Defendants make no effort to challenge the IRS assessments. They direct their entire memorandum to McNicol’s personal liability, the subject of Count 2. I detect nothing irrational or excessive about the IRS assessments. Plaintiff is entitled to summary judgment on Count 1.

B. Count 2

In Count 2, plaintiff contends McNicol is personally liable for the total value of the shares of stock (less the value of the stipulated lien amount) that she transferred to herself instead of paying to the government to satisfy the estate’s tax debt. See United States v. Coppolla, 85 F.3d 1015, 1020 (2d Cir. 1996). The Federal Priority Statute provides that “[a] claim of the United States Government shall be paid first when . . . the estate of a deceased debtor, in the custody of the executor or administrator, is not enough to pay all debts of the debtor.” 31 U.S.C. § 3713(a)(1)(B). It further provides, “[a] representative of a person or an estate . . . paying any part of a debt of the person or estate before paying a claim of the Government is liable to the extent of the payment for unpaid claims of the Government.” Id. § 3713(b).

There are three elements to a Federal Priority Statute claim:

(1) A fiduciary of the debtor or the debtor’s Estate transferred assets of the debtor or the Estate;
(2) At the time of the transfer, the debtor or the Estate was insolvent or was rendered insolvent by the transfer; and
(3) Before making the transfer, the fiduciary knew of a debt due the United States, or had notice of facts that would lead a reasonably prudent person to inquire as to the existence of such a debt.[7]

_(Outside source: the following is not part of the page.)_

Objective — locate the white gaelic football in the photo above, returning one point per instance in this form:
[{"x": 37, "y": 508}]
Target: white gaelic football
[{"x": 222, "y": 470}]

See United States v. Renda, 709 F.3d 472, 480-81 (5th Cir. 2013); Coppola, 85 F.3d at 1020. The statute is to be liberally construed. Bramwell v. U.S. Fid. & Guar. Co., 269 U.S. 483, 487 (1926) (internal quotation and citation omitted). It is McNicol’s burden to show that these elements are not met. Id. (internal quotation and citation omitted).

There is no genuine dispute that McNicol violated the Federal Priority Statute. As established above, she effectuated the asset transfer. Docket ## 15-8, 15-9. IRS Technical Services Advisor Mary Bishop stated that the estate was insolvent at the time of the transfers or rendered insolvent by them. Id. # 15-1 at ¶ 16. And McNicol acknowledged in her deposition testimony that she knew of the outstanding debt at the time of the transfer. Id. # 15-6 at 82-84. The three elements are satisfied.

McNicol does not contest the elements, but instead argues that family allowances and funeral and administrative expenses take priority over plaintiff’s claim. The trouble with this argument, however, is that the statute penalizes the transfer of the assets. Had McNicol left the assets in the estate and paid family allowances and expenses therefrom, this might be a different case.[8] But that did not happen. McNicol transferred the shares of stock to herself, and at that moment, she violated the statute. Summary judgment is proper on Count 2.[9]

IV. Conclusion

Plaintiff’s cross-motion for summary judgment (Docket # 14) is ALLOWED. Defendants’ cross-motion for summary judgment (Docket # 17) is DENIED. By September 25, 2014, the parties shall jointly submit a proposed judgment setting forth the total amount payable by McNicol individually on Count 2, and the total amount payable by the estate and McNicol as executrix, inclusive of interest to that date, on Count 1.